Da rilevare come Harman, che detiene la proprietà di brand noti nel settore delle soluzioni professionali per l’acustica quali Bang & Olufsen, Harman Kardon, JBL, Infinity etc., ed ha acquisito importanza e notorietà nell’elaborazione di sofisticate tecniche digitali finalizzate alla cancellazione attiva del rumore al fine di esaltare l’ascolto della musica nell’abitacolo delle auto, abbia saputo mettere a punto anche quelle tecnologie opposte (Internal Electronic Sound Syntesis e External Sound Syntesys) che hanno il compito di creare suono all’interno ed all’esterno della vettura in tutti i casi in cui esso è carente o addirittura assente.

Ed è questo il caso tipico dei veicoli elettrici ed ibridi che in tal modo possono riprodurre il rombo di un veicolo termico tradizionale o addirittura disporre di una propria “voce” distintiva personalizzata ed unica.

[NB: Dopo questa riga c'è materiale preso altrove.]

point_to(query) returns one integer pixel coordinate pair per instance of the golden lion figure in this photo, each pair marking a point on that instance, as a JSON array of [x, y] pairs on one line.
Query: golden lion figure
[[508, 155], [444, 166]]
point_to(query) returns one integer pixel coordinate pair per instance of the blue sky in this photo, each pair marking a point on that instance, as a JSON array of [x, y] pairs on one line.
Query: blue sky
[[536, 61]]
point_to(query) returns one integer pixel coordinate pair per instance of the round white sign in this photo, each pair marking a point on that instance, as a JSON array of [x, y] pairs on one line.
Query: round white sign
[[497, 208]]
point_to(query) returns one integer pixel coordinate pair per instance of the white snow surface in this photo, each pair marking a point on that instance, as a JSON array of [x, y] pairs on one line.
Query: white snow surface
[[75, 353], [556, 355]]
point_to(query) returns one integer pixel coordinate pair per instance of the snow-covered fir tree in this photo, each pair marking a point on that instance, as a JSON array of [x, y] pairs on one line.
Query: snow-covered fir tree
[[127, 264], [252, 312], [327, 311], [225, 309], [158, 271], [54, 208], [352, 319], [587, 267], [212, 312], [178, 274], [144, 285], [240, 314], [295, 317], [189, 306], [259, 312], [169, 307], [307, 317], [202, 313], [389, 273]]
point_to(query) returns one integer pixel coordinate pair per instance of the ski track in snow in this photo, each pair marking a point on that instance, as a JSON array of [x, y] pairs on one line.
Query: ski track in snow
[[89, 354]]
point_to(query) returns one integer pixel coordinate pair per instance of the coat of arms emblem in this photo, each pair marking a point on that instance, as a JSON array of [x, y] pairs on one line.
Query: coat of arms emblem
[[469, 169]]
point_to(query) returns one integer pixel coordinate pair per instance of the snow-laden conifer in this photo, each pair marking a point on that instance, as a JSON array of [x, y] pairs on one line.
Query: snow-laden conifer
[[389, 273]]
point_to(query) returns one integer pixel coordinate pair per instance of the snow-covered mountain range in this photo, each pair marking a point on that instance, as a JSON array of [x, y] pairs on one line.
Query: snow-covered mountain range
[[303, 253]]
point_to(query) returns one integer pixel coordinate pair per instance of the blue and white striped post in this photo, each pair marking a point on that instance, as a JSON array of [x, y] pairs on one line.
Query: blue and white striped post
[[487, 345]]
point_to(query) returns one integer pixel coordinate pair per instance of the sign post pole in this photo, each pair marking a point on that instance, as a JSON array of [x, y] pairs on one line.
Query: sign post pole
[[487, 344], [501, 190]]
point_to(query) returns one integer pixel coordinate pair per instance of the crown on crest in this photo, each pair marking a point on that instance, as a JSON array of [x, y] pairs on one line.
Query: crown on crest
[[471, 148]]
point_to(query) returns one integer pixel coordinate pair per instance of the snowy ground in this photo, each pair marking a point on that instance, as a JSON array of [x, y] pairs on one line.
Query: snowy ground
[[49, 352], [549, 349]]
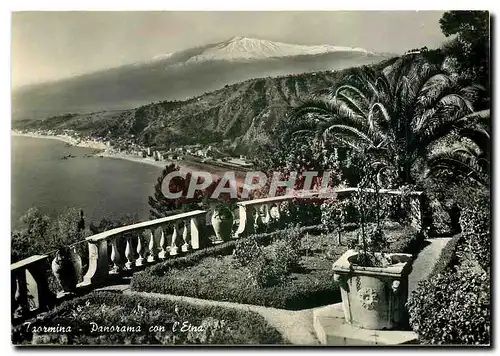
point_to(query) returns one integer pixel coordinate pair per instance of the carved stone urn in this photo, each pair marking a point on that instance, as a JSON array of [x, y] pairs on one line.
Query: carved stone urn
[[222, 222], [374, 297], [67, 268]]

Il mondo della personalizzazione sonora offre quindi enormi possibilità ed apre a terreni sino ad oggi inesplorati.

Mercedes ad esempio sta battendo la strada della collaborazione con gruppi musicali quali i Linkin Park per studiare un suono coinvolgente ed emozionale per la sua AMG elettrica che debutterà nel 2020.

Stessa linea seguita da Renault e da Audi che si sono affidate a compositori e professionisti per sviluppare “rumorosità” in linea con i loro brand, mentre già oggi Smartè dotata di dispositivi di segnalazione sonora così come la Nissan Leaf dove da tempo è presente il VSP (Vehicle Sound for Pedestrian)che avvisa appunto i pedoni dell’arrivo dell’altrimenti silenziosa vettura.

Anche Jaguar per la sua I-Pace ha allo studio una serie di test per determinare i suoni che al tempo stesso possano garantire il giusto livello di sicurezza alle sue auto unitamente al necessario grado di riconoscibilità del brand.

La Jaguar I-Pace, oltre ad essere già dotata dell’allarme acustico Avas previsto dalla nuova normativa europea che consente di emettere alle basse velocità (sino a 20 km/h) un segnale sonoro superiore ai 56 dB imposti come soglia minima, collabora con l’associazione “Guide dogs for the blind”che si occupa di addestrare cani per non vedenti, per valutare l’efficacia del sistema.